Math 253 -Theory of Interest
Assignment #6 - Due Nov 2 4pm
- Calculate the present value of an annuity on Jan 1, 2000, which pays $1000 per year starting Jan 1, 2001, and increases by $100 per year up to and including the last payment on Jan 1, 2014.
- Calculate the accumulated value of the annuity in question 1 on January 1 2015..
3. Find the present value of an annuity, which starts at $1 per year (payable at the end of the year) and increases by 1 per year to a value of $15, then decreases by $1 per year to the final payment of $1.
4. Calculate the present value of a perpetuity of $5 per year payable at the end of the year, increasing by $1 each year to a value of $25 per year, and then remaining at that level forever.

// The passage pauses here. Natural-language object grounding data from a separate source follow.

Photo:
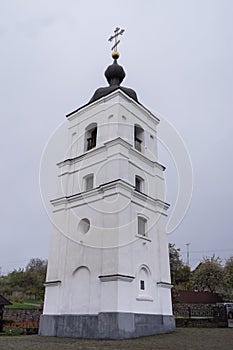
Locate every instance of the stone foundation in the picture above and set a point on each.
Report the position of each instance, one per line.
(109, 325)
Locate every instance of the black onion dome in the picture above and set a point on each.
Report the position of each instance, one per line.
(114, 75)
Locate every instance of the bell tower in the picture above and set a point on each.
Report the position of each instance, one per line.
(108, 269)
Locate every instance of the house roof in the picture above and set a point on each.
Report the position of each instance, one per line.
(4, 301)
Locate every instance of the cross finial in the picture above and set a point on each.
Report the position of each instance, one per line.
(117, 32)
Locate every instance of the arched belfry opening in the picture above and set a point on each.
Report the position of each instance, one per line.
(90, 136)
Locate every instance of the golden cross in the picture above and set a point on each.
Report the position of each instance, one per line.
(117, 32)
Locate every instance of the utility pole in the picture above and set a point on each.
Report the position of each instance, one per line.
(187, 253)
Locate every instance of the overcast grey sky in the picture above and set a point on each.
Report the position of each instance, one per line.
(178, 56)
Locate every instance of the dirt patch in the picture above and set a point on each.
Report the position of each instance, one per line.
(182, 339)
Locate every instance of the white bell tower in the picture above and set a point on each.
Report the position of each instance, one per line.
(108, 270)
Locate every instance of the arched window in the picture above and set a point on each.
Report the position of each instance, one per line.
(138, 137)
(139, 184)
(142, 226)
(90, 136)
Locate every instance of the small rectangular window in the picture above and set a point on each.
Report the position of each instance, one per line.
(142, 285)
(89, 182)
(141, 226)
(139, 184)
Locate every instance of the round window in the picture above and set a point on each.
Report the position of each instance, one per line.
(84, 226)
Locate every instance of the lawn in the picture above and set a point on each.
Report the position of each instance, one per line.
(182, 339)
(23, 305)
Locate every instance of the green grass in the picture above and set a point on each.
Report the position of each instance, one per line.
(23, 305)
(182, 339)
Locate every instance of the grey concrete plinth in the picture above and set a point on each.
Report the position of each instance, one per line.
(107, 325)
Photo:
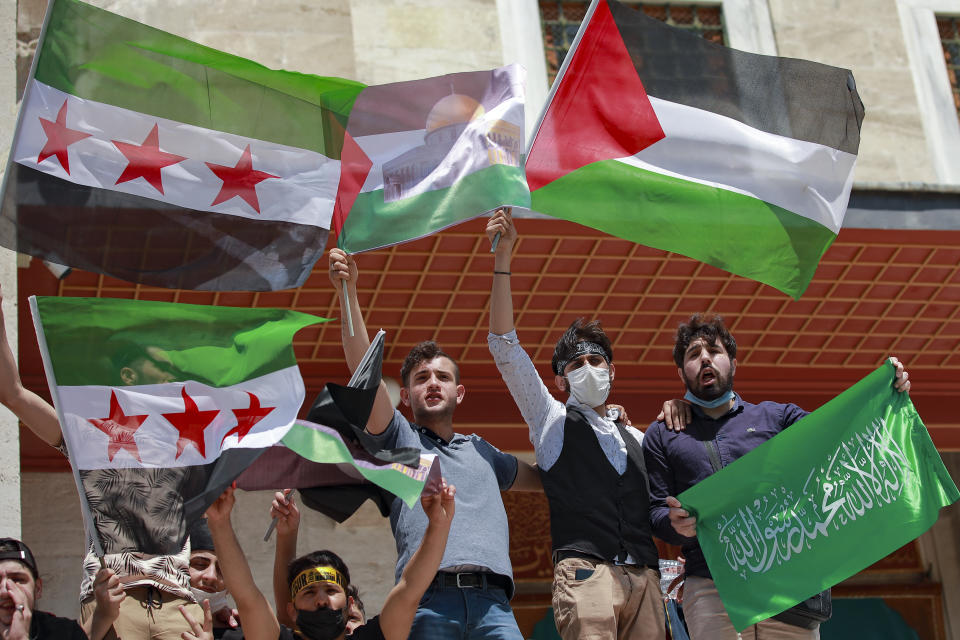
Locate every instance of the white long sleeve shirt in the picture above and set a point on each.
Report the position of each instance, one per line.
(544, 414)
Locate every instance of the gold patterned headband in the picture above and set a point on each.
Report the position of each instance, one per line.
(316, 574)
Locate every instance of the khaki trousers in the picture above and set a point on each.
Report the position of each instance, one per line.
(147, 614)
(611, 602)
(708, 620)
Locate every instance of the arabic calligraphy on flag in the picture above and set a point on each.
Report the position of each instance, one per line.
(845, 486)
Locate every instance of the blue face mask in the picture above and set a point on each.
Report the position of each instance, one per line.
(709, 404)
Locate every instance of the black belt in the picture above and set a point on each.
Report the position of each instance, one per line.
(471, 580)
(563, 554)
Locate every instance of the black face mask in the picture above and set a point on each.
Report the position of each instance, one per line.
(322, 624)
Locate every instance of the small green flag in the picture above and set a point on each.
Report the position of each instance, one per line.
(326, 446)
(844, 487)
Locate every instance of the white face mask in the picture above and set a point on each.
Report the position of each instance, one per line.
(589, 385)
(218, 599)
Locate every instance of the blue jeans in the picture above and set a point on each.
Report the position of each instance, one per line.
(453, 613)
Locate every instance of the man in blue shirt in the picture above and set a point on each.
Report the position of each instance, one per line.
(470, 596)
(715, 428)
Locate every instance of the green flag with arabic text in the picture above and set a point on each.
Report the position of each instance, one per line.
(847, 485)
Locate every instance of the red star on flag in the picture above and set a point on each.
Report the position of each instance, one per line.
(59, 137)
(146, 160)
(191, 423)
(247, 418)
(120, 428)
(239, 181)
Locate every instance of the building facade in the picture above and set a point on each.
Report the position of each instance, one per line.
(905, 56)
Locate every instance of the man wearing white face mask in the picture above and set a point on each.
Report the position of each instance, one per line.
(605, 580)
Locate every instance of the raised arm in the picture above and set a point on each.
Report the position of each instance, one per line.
(398, 611)
(501, 296)
(259, 621)
(343, 268)
(288, 525)
(31, 409)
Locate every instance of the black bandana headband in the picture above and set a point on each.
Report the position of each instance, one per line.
(583, 348)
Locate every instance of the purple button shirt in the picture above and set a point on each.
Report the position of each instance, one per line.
(677, 461)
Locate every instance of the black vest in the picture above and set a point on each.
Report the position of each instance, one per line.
(592, 509)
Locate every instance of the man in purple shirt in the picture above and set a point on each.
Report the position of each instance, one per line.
(712, 429)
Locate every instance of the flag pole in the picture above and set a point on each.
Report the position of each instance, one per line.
(24, 100)
(72, 447)
(346, 307)
(563, 69)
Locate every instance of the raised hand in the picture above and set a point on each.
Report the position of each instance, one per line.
(683, 523)
(901, 381)
(440, 506)
(342, 267)
(286, 512)
(198, 631)
(501, 222)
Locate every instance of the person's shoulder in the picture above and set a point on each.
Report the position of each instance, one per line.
(479, 443)
(654, 432)
(47, 625)
(286, 633)
(222, 633)
(369, 631)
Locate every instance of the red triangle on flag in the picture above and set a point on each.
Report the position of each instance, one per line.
(600, 110)
(354, 168)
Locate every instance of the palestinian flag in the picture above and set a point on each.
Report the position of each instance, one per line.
(739, 160)
(424, 155)
(163, 405)
(147, 157)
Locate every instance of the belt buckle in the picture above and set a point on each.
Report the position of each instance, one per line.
(465, 586)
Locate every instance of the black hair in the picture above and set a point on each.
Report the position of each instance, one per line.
(579, 331)
(708, 326)
(354, 593)
(425, 352)
(13, 549)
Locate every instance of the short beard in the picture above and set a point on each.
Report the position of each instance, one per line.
(427, 417)
(722, 387)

5. Redo questions 1 and 2 with an annual increase of 3% per year instead of $100.
6. Smith buys a perpetuity, which pays $8000 every three years with the first payment 5 years from now. Payments increase by 3 % each time starting with the second payment. Calculate the cost.
7.A ten-year annuity provides payments every 6 months (first payment 6 months from now). The first payment is 1 and increases by 2 percent every year. (Every second payment, first increase 18 months from now.) . The annual rate of interest is 6%. Calculate the cost of the annuity.
8. A ten-year annuity provides payments every 6 months (first payment 6 months from now). The first payment is $100 and increases by $10 every year. (Every second payment, first increase 18 months from now). The annual rate of interest is 6%. Calculate the accumulated value of the annuity on the date of the last payment.